The auto industry suffered a steep decline at the onset of recession in 2008. Autos and light truck sales fell from 17 million to 10 million. But the latest sales data of 14.5 million annualized vehicle sales in August is encouraging. The strong recovery in sales has also help boost prices of new vehicles, which is good news for car makers though not good for consumers.
Given that autos are typically the second-most expensive purchase item after a home purchase for most consumers, it is worth tracking whether consumers are becoming confident enough to buy a high-priced product that often requires financing. A fairly robust recovery in auto sales may therefore portend a solid home sales recovery. So far, auto sales are up by more than 30 percent from the low point in 2009, while home sales are up only by 10 percent.
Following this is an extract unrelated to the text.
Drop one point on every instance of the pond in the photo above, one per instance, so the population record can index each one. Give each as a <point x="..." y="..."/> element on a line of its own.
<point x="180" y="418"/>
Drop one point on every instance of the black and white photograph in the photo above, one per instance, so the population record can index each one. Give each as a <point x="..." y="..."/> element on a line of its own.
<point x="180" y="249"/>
Auto prices up by 10 percent from the cyclical low point while home prices are up by mid-single digits. Though housing is trailing autos in the strength of recovery this could also mean that housing have a much more room for further sustained expansion.
On additional point to note related to auto sales is jobs and home prices. Some states have done reasonably well in the past decade, such as North Dakota and Texas. But Michigan was bleeding badly due in part to the collapse in auto sales. Now, thanks to auto sales rebound, jobs have been added in Michigan for three straight years. The improving job trend will lead to solid housing demand in the Wolverine State. That in turn will start get home prices to move higher.